I don’t care if you are shopping for a suit, groceries, a bottle of wine, or just using a dry cleaner. The experience always is better if you like the person with whom you are dealing, and the employee remembers you and at least gives the illusion that he or she likes you. And it doesn’t matter whether you are a chain or a one-store independent. Customers, after all, aren’t really doing business with the chain. They’re patronizing a specific, individual store and will respond better to treatment that reflects this reality.
That’s at least one of the reasons that on those rare occasions that I need new clothing (and my favorite designer, L.L. Bean, isn’t appropriate), I’ll shop at the local Jos. A Bank, because they know me. It’s why I shop at Stew Leonard’s for food, because around almost every corner there is someone whom I know and who says “hello.” It’s why I love one specific wine store, Nicholas Roberts Ltd., in my Connecticut town, because the folks there have made an effort, both through personal interaction and a very canny wine-of-the-month club, to track my habits and preferences. In each case, by the way, it is fair to say that knowledge and personality have more than just added up to my comfort. It’s also resulted in more transactions and a bigger spend on my part.
That’s the real bottom line.
I’m convinced that this is what is happening at the group of restaurants that chef Tom Douglas runs in Seattle.
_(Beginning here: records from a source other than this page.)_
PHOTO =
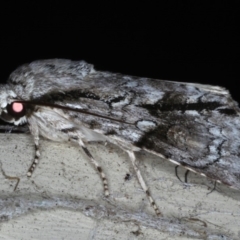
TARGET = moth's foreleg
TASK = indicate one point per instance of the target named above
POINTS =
(142, 182)
(36, 157)
(97, 166)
Some time ago, I was out in the Pacific Northwest and decided to visit the Dahlia Lounge, one of four terrific restaurants operated there by Douglas. But more important than the name of the restaurant or even the cuisine was the human face of the experience, in this case it belonged to a woman named Jacqueline (I don’t know her last name), who waited on us.
She was, quite frankly, the best waitress I can ever remember encountering. She was funny, attentive (but not overly so), and educated about the food. When picking out a wine, I had joked about loving adventure, so when I mentioned that I was torn between choosing the Alaskan troll-caught king salmon (with pea shoot-tomato salad, carrot reduction, Yukon gold potatoes and peas) and the roasted pork loin (with molasses-glazed pork belly, caramelized-onion spoon bread and roasted figs) she simply smiled, took away the menu, and said she would surprise me.
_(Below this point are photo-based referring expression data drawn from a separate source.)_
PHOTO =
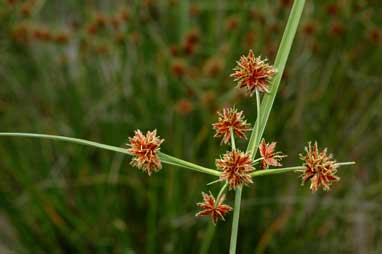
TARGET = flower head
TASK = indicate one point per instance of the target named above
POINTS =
(270, 157)
(230, 118)
(212, 207)
(320, 168)
(253, 73)
(236, 167)
(144, 149)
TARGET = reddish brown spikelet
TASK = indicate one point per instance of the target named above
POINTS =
(320, 168)
(236, 167)
(270, 157)
(230, 118)
(253, 73)
(216, 209)
(144, 149)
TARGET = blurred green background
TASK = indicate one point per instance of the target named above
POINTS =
(98, 70)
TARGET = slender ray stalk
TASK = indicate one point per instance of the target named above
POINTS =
(266, 105)
(236, 209)
(167, 159)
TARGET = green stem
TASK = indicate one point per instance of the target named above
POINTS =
(345, 163)
(236, 210)
(279, 64)
(166, 159)
(67, 139)
(221, 191)
(267, 103)
(272, 171)
(275, 171)
(235, 220)
(232, 139)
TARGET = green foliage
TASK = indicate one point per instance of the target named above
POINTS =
(64, 198)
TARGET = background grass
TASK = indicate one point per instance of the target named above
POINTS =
(100, 69)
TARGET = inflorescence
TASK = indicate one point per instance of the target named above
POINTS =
(235, 166)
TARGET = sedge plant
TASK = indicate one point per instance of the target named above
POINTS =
(236, 168)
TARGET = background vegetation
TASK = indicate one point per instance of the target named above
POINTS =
(100, 69)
She did, with the salmon. And it was one of the best salmon dishes I’ve ever had. (The wine was a 2000 Chateau Benoit Pinot Noir which would’ve worked with both meals, but was a perfect complement to the salmon.)
It ends up that Jacqueline is a working mom who has a chef husband and a 2-year-old son, and she personalized the meal in a way that was both unusual and uplifting. She knew her stuff, she understood her customers, and she put a great face on an already estimable restaurant.
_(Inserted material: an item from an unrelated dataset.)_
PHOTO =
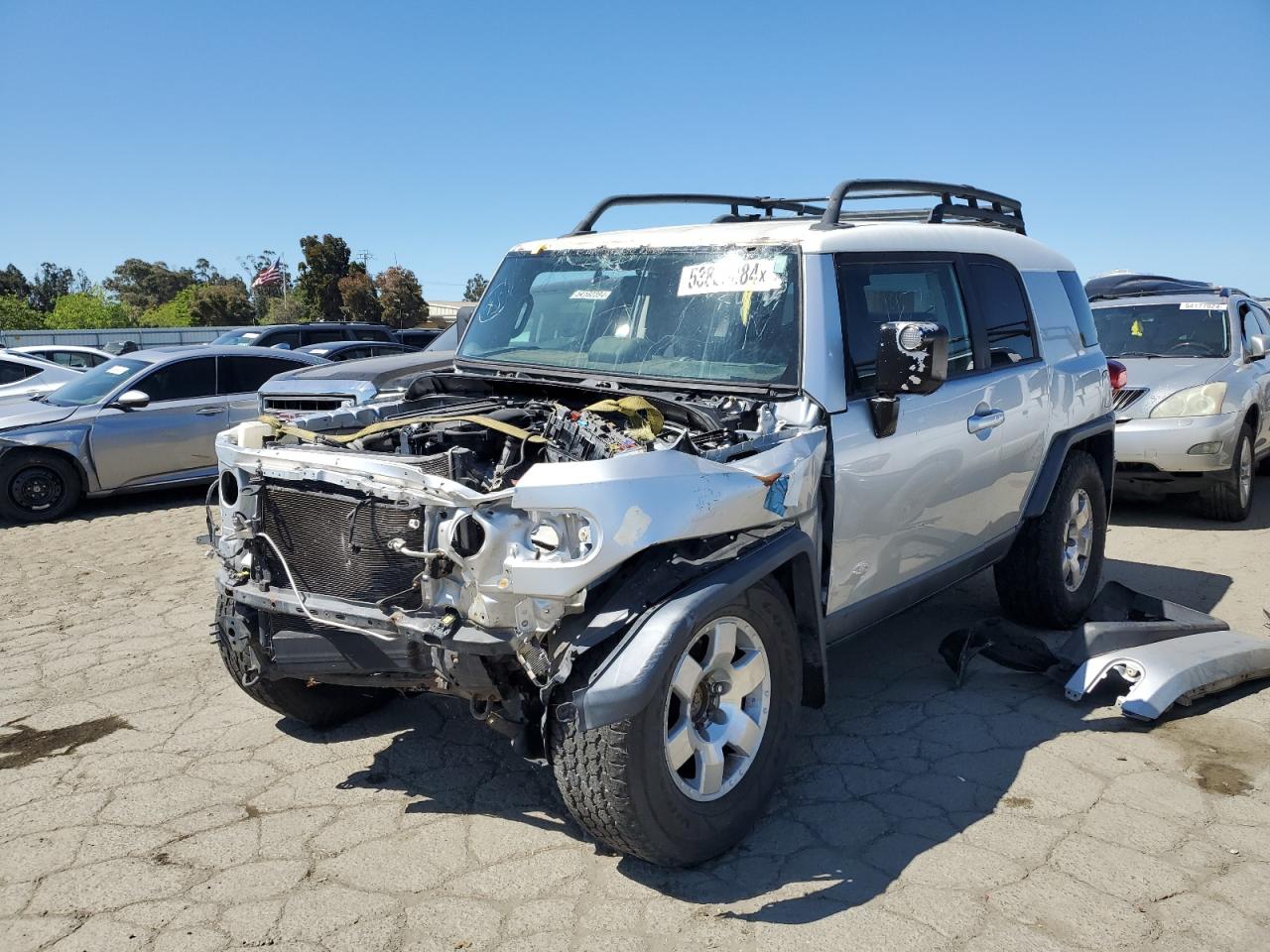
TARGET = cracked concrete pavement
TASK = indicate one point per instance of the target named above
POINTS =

I’ve had the same experience at Etta’s Seafood, a Tom Douglas restaurant down near the Pike Place Market. There’s a bartender at Etta’s named Morgan (again, I don’t know his last name) who is so good that I make a stop at Etta’s every time I’m in Seattle, which usually is once or twice a year. But when I walk in the door, even after 12 months away, I feel like Norm on “Cheers.” Morgan knows my name, he knows I like red wine (especially Pinot Noir and Syrah from Washington and Oregon), he always recommends something new from the menu, and he makes a place that is 3,000 miles away from home feel like my neighborhood bar.
Doesn’t get any better than that.
It’s all about balancing efficiency and effectiveness, and how the human factor can keep customers coming back for more.